MULTI-SENSOR DATA OVERLAY FOR MACHINE LEARNING

Info

Publication number: 20220138513
Type: Application
Filed: Nov 1, 2021
Publication Date: May 5, 2022
Applicant: Point Road Solutions, LLC (Belmont, MA)
Inventor: Kathleen Wienhold (Arlington, MA)
Application Number: 17/453,171

Abstract

The present invention relates to the reduction of multi-sensor data when used as input to machine-learning (ML) models. Typically, ML models use sensor data to learn characteristics of a problem domain. This data is usually input to the ML model in an end-to-end fashion: the data from sensor 1 is appended with the data from sensor 2, etc., until the entire concatenated data set forms a single input example from which the model learns. The more sensors, the more data, the larger the size of the data input to the ML model, and the longer it is likely to take to train and run the model. Disclosed is a method to combine data from multiple sensors, reducing it into a smaller input data space. The data from 2 or more sensors of the same type can be combined in the same input data space, to simplify the input data size, enabling smaller, faster machine-learning models.

Description

Description

FIELD OF INVENTION

The invention relates generally to a system and process for creating compact expressions of sensor data that can be used as input to machine learning

BACKGROUND—Sensors

Sensors used to monitor an area (for perimeter security or other similar applications) usually overlap their field of view (FOV) from one instance to the next (see FIG. 1 for an example sensor deployment). The purpose of this overlap is both to ensure coverage and to compensate for what may be less precision at the margins of a sensor's detection area,

Examples of sensors used in these kinds of applications include cameras, radars, LIDARS, etc., with possible sensor output data types including images, point-clouds, and occupancy grids.

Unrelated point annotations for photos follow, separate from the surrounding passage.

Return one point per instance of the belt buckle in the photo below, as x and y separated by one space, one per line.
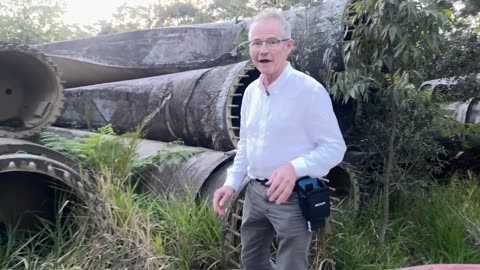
262 181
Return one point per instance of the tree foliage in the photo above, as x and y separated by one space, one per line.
36 21
390 47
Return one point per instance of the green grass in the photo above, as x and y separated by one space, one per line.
429 224
437 224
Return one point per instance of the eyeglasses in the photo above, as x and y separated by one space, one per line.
271 43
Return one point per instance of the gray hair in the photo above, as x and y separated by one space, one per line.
273 13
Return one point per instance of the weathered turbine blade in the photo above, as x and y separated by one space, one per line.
145 53
31 96
31 179
202 107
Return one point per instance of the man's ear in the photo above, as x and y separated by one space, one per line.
291 44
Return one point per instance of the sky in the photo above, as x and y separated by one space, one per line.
90 11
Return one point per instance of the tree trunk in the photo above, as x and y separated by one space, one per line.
388 169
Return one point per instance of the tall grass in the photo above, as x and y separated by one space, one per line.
432 224
437 224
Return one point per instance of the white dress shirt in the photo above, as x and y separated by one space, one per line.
295 123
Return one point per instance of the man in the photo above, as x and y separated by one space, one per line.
288 130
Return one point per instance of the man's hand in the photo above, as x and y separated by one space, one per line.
221 198
281 183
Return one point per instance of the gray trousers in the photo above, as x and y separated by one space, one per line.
262 220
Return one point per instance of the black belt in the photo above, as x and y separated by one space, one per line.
261 181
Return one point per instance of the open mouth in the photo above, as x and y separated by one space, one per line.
265 61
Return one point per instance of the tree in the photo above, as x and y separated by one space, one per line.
35 21
129 17
391 44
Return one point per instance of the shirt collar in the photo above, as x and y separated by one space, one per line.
273 87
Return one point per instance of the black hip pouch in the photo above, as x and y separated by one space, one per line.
314 199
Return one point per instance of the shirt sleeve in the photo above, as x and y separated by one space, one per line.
237 172
322 127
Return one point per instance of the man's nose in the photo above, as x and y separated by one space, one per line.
264 49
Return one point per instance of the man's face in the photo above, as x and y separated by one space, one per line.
269 58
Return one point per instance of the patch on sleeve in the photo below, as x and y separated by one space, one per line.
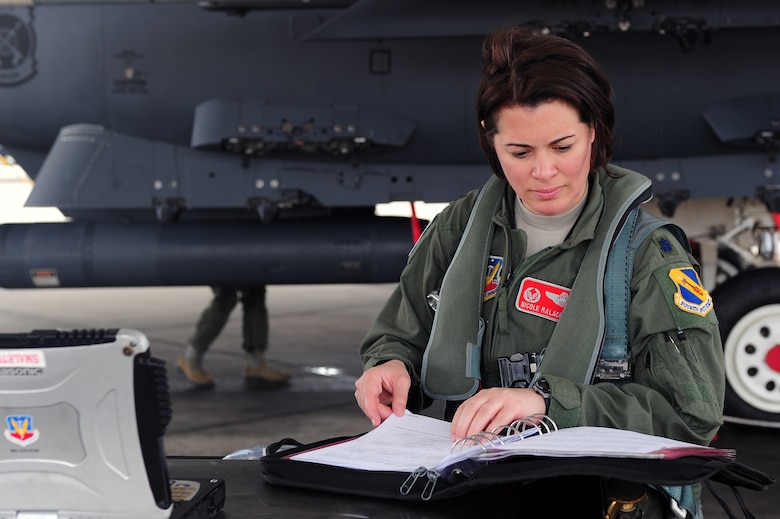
493 276
691 296
664 245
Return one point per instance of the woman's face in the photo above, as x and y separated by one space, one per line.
545 153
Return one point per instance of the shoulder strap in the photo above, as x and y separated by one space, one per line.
614 358
451 362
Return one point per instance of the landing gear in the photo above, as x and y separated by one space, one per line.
748 308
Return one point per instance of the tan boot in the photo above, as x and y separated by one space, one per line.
259 375
195 373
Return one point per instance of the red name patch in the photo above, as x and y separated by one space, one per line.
543 299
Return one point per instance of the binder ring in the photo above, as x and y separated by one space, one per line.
479 439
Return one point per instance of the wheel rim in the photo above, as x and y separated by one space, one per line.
752 355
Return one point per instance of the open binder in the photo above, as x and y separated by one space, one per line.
413 458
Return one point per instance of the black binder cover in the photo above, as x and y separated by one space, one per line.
468 475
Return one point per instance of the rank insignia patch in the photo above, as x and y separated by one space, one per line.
493 276
543 299
690 297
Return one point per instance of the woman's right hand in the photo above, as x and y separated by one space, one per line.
383 390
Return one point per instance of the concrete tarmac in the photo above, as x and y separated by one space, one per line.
315 333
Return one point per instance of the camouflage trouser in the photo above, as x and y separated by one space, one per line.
215 316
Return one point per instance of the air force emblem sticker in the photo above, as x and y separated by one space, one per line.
493 276
20 430
690 297
541 298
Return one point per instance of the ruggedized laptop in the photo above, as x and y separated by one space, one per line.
83 414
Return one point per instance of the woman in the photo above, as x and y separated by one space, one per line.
546 123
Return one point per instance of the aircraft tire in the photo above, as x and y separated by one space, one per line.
748 308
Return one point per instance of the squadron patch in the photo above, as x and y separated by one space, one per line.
690 297
541 298
493 276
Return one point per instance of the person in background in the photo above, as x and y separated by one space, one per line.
492 276
257 373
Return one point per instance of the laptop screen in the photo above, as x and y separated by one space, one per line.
83 414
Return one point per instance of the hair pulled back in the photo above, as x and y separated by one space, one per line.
524 67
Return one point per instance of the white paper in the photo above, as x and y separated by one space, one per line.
403 444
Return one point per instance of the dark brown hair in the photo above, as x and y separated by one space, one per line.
529 68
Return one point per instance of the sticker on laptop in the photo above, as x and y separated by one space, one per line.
22 362
20 430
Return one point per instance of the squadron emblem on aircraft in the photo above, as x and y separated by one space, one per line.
17 48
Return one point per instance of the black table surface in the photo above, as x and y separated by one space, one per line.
249 495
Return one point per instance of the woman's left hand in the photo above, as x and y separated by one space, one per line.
493 407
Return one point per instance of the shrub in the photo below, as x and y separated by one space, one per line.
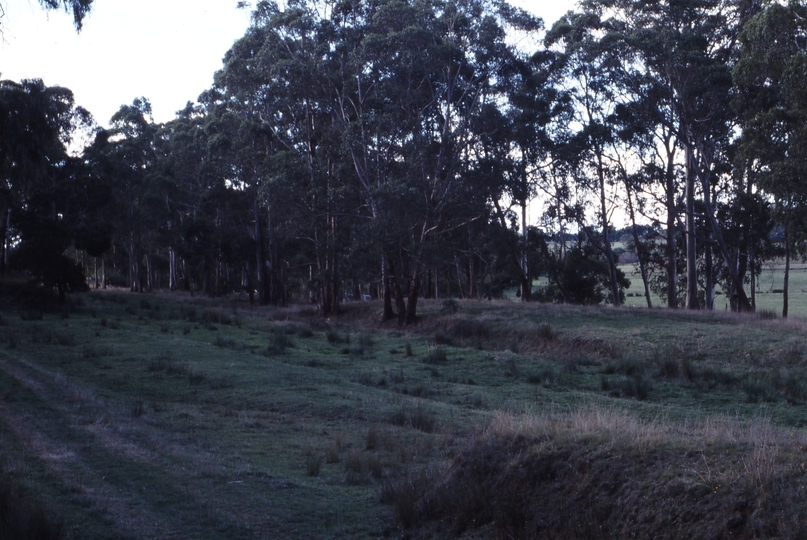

Such applications are typically interested in changes in the environment they monitor—changes which can be summarized as “motion” between one frame of data and the next. For example, motion in a video stream may be indicated by a pixel position in one frame having a different color value in the next frame; motion in a LIDAR point-cloud may be the presence of a point in one frame and its absence in the next; motion in a radar point-cloud may be indicated by doppler values. Area-monitoring applications typically use only the “motion” values, discarding static sensor values as uninteresting.

Sensors which output continuous values typically need quantization before being used in a machine-learning (ML) model. For example, digital image data is already quantized, in that each pixel has an RGB (red-green-blue) value. The position of these pixels is consistent from frame to frame. Quantizing point-cloud data is typically done in an occupancy grid, as shown in FIG. 2, where all data points within a certain grid square combine their values to form a single value representing that grid element. The 2D example shown is generalizable into voxels (=“volume pixels” or a 3D occupancy grid) and higher N-dimensional data spaces as well.

Some sensors which produce point-cloud data have used ML algorithms for segmentation and classification of static scenes (that is, dividing a point cloud up into distinct groups which comprise objects, and attempting to match these point-cloud segments to specific object types (example: PointNet—Qi, Su, Mo & Guibas, “PointNet: Deep Learning on Point Sets for 3D classification and Segmentation”, Stanford University, 2017)). Classification of time-series point-cloud data has also been explored, using an ML algorithm on time-series radar to do person identification. Zao, Lu, Wang, Chen, Wan, Trigoni & Markham, “mID: Tracking and Identifying People with Millimeter Wave Radar”. Note that these applications are working with point-cloud data from a single sensor source.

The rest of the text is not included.